Co-op CEO Luis Reyes told The Taos News that Guzman Renewable Energy Partners paid the $37 million exit fee to Tri-State Generation and Transmission. The fee was negotiated as part of a deal to end a contract that was not set to expire until 2040.

The 10-year contract with Guzman went into effect July 1.

Reyes said the buyout would be paid back by a higher cost for electricity. He said the contract specifics exactly what the cost of power will be for the next 10 years, but that Guzman requested that the price be kept confidential.

Reyes did say the cost will be comparable to Tri-State’s current rates until the $37 million is paid off. He said that would take 5 1/2 years.

Kit Carson customers paid Tri-State an average of 7.26 cents per kilowatt-hour in 2015.

Based on the co-op’s energy sales that year, members would pay an extra 2.31 cents per kilowatt-hour until the buyout money is paid back.

In a separate deal with the city of Aztec, Guzman agreed to sell the municipality electricity for 4.95 cents per kilowatt-hour.

A spokesperson for Guzman confirmed that the company paid the money, but said the details were subject to a confidentiality agreement.

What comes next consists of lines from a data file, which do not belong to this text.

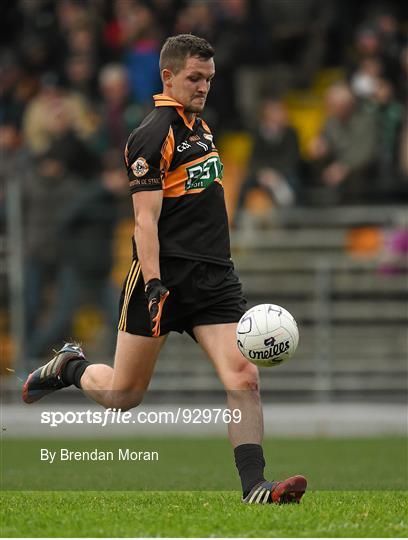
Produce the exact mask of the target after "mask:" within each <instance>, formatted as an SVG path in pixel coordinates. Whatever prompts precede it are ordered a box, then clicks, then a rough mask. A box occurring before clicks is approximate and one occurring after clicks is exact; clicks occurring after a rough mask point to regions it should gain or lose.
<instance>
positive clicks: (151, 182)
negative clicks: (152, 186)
mask: <svg viewBox="0 0 408 540" xmlns="http://www.w3.org/2000/svg"><path fill="white" fill-rule="evenodd" d="M161 184H162V181H161V179H160V178H134V179H133V180H131V181H130V182H129V185H130V187H135V186H161Z"/></svg>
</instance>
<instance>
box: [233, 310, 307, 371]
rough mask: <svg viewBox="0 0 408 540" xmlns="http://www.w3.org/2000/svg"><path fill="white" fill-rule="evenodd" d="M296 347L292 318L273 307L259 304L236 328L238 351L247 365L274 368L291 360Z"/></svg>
mask: <svg viewBox="0 0 408 540" xmlns="http://www.w3.org/2000/svg"><path fill="white" fill-rule="evenodd" d="M298 343H299V330H298V327H297V324H296V321H295V319H294V318H293V317H292V315H291V314H290V313H289V311H287V310H286V309H284V308H283V307H281V306H277V305H275V304H259V305H258V306H254V307H253V308H251V309H249V310H248V311H247V312H246V313H244V315H242V317H241V319H240V321H239V323H238V326H237V344H238V348H239V350H240V351H241V352H242V354H243V355H244V356H245V358H247V359H248V360H249V361H250V362H252V363H254V364H256V365H258V366H264V367H271V366H277V365H279V364H281V363H282V362H285V361H286V360H289V358H291V357H292V356H293V355H294V353H295V351H296V349H297V346H298Z"/></svg>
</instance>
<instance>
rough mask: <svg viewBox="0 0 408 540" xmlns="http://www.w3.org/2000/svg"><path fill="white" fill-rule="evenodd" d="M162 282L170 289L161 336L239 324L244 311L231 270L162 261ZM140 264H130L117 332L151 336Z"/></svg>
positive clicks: (121, 295) (196, 262) (243, 302)
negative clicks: (222, 324)
mask: <svg viewBox="0 0 408 540" xmlns="http://www.w3.org/2000/svg"><path fill="white" fill-rule="evenodd" d="M160 272H161V280H162V282H163V284H164V285H165V286H166V287H167V288H168V289H169V291H170V295H169V296H168V298H167V300H166V302H165V304H164V307H163V313H162V317H161V322H160V335H161V336H163V335H165V334H168V333H169V332H171V331H175V332H179V333H182V332H188V333H189V334H190V335H191V337H193V339H195V338H194V334H193V328H194V327H195V326H198V325H203V324H221V323H231V322H238V321H239V319H240V318H241V317H242V315H243V314H244V313H245V311H246V300H245V298H244V296H243V294H242V285H241V283H240V281H239V278H238V276H237V274H236V272H235V270H234V267H233V266H223V265H220V264H214V263H209V262H201V261H192V260H187V259H177V258H173V259H163V260H162V261H161V262H160ZM144 286H145V284H144V281H143V276H142V272H141V270H140V263H139V261H137V260H133V262H132V266H131V268H130V271H129V273H128V275H127V277H126V280H125V283H124V285H123V289H122V294H121V297H120V304H119V326H118V329H119V330H123V331H125V332H129V333H130V334H136V335H139V336H151V335H152V333H151V329H150V319H149V312H148V309H147V301H146V297H145V294H144Z"/></svg>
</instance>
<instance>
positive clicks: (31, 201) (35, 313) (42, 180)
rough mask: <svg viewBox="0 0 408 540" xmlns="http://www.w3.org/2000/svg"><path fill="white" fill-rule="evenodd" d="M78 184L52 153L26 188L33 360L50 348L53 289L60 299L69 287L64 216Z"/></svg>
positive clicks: (29, 342)
mask: <svg viewBox="0 0 408 540" xmlns="http://www.w3.org/2000/svg"><path fill="white" fill-rule="evenodd" d="M78 187H79V186H78V183H77V181H76V179H75V178H73V177H72V176H71V175H69V174H68V173H67V171H66V169H65V167H64V165H63V163H62V161H61V160H59V159H58V157H57V156H55V155H54V154H53V153H52V152H48V153H46V154H43V155H41V156H40V157H38V158H37V165H36V167H35V170H34V173H33V176H32V177H31V178H30V179H27V181H26V183H25V185H24V203H25V208H26V223H25V227H24V228H25V246H24V247H25V257H26V262H25V275H26V278H25V286H26V292H25V297H26V310H25V312H26V332H27V334H26V335H27V351H30V354H31V355H32V356H33V357H37V356H39V355H41V354H42V353H43V352H45V351H46V350H47V348H48V347H49V346H50V342H48V340H47V339H46V338H45V337H44V336H45V335H46V333H44V332H45V331H44V327H43V324H44V321H43V320H41V318H40V314H43V313H44V312H45V311H46V309H44V308H46V305H47V304H46V302H45V296H46V292H47V291H48V289H49V287H50V285H51V286H52V285H53V286H54V289H55V292H56V294H57V295H58V294H59V292H60V291H61V290H63V287H64V286H65V285H64V283H65V280H66V272H65V269H64V265H63V264H62V261H61V253H62V252H63V249H64V242H65V239H64V238H63V237H61V236H60V235H59V230H60V223H61V215H62V214H63V212H64V209H65V208H66V207H67V205H68V204H69V202H70V201H72V200H73V199H74V198H75V197H76V195H77V193H78Z"/></svg>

When the Guzman deal was announced, the co-op said consumers would save $50 million over the 10-year term of the contract. Reyes has said the savings are tied to a lower power cost.

Co-op members will know the exact price they’re paying for electricity once they get bills for their electricity use in July. Under the co-op’s current rate structure, the cost of power is a “pass through,” meaning customers pay exactly what the co-op pays for wholesale electricity.

The price per kilowatt-hour is broken out on power bills.